For larger work that needs collaborative refinement, use a tracker ticket or a meeting instead.

Terminal window
cascade prompt "Add a /health endpoint that returns {'status': 'ok', 'version': version}"

Cascade treats the prompt as an approved story and runs the full pipeline. Output:

==> [story-prompt-20260925-103045] Add a /health endpoint...
branch: cascade/story-prompt-20260925-103045/add-a-health-endpoint
commit: e4f8a2b1...
install: ok
tests: passed (43 passed in 0.19s)
PR: #48 https://github.com/myorg/myrepo/pull/48

Use a heredoc for longer prompts:

Terminal window
cascade prompt "$(cat <<'EOF'
Add rate limiting to /api/users.
Requirements:
- 60 requests per minute per IP
- Return 429 with Retry-After header when exceeded
- Use the existing redis client from src/clients/redis.py
- Add tests covering: under limit, at limit, over limit, header presence
EOF
)"

More detail in the prompt produces better output. Vague prompts (“make X better”) produce vague code.

Bad promptBetter prompt
”Add auth""Add JWT auth to /api/*: middleware checks Bearer token, returns 401 on missing or invalid, attaches user_id to request context"
"Make it faster""Cache the /api/dashboard response in Redis for 60 seconds, keyed by user_id"
"Add a button""Add an ‘Export CSV’ button in the toolbar of the UserList page that calls GET /api/users/export and triggers a download"
"Fix the bug""Fix: User.save throws on duplicate email instead of returning a clean validation error. Should raise DuplicateEmailError with the conflicting email in the message.”

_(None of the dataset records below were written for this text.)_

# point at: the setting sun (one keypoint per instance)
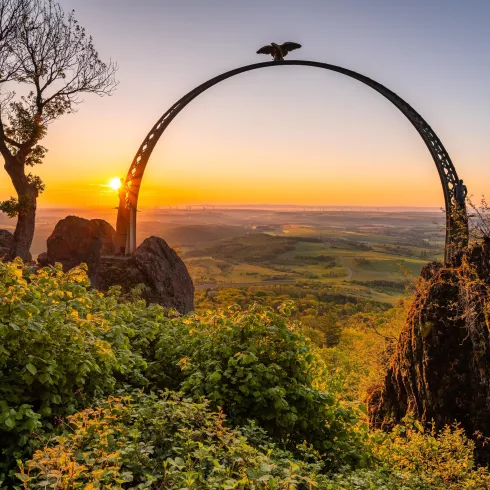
(115, 183)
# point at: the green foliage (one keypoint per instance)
(65, 346)
(167, 442)
(273, 419)
(257, 366)
(61, 346)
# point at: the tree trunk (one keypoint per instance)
(26, 219)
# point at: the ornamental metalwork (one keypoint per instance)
(453, 187)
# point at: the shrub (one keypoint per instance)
(61, 346)
(167, 442)
(257, 366)
(64, 346)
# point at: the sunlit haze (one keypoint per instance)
(285, 135)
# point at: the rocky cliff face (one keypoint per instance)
(76, 240)
(158, 267)
(440, 371)
(6, 239)
(154, 264)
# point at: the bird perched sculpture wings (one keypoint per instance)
(279, 51)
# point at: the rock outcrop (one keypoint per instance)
(158, 267)
(154, 264)
(440, 371)
(76, 240)
(6, 239)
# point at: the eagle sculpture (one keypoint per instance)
(279, 51)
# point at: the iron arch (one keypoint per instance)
(456, 216)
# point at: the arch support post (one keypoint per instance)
(131, 237)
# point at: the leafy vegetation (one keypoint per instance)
(103, 392)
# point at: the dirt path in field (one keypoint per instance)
(215, 285)
(349, 271)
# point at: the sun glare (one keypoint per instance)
(115, 183)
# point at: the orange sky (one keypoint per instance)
(292, 135)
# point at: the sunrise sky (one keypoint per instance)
(285, 135)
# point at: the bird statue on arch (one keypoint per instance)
(279, 51)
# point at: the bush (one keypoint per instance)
(257, 366)
(64, 347)
(61, 346)
(167, 442)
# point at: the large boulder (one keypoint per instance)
(5, 240)
(440, 371)
(76, 240)
(157, 266)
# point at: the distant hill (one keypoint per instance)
(196, 235)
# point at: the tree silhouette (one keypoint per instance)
(51, 59)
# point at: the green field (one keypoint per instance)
(372, 260)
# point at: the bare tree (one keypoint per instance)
(53, 62)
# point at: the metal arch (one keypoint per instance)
(456, 216)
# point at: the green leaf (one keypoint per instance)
(31, 368)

The pattern: name the thing, describe the behavior, mention any constraints, hint at what success looks like.

To see what Cascade would do without pushing or opening a PR:

Terminal window
cascade prompt "Refactor User.save" --no-pr

This generates the code, runs the tests, and commits locally. Inspect the diff with git diff main, then either keep going or git reset --hard origin/main to discard.

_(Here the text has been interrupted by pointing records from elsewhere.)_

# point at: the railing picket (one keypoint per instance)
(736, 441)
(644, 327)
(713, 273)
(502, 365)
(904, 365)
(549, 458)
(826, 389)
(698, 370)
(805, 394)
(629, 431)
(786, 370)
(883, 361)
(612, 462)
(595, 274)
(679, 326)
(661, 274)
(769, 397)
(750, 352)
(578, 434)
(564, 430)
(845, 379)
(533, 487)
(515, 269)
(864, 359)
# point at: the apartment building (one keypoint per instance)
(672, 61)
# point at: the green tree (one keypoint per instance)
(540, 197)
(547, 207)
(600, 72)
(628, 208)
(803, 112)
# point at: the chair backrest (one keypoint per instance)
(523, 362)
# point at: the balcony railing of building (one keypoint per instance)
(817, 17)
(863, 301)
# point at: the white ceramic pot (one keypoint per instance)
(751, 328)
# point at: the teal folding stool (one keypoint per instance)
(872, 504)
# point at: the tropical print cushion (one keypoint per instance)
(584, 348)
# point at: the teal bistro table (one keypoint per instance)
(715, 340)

If you find yourself writing very long prompts, consider:

  1. Add the detail to team memory so it persists for future runs. If you keep specifying “use the redis client from src/clients/redis.py”, that belongs in team-memory/conventions.md.
  2. Start from a tracker ticket instead, so the work is captured in your team’s existing workflow.
  3. Capture it as a meeting if it involves multiple stories from one design conversation.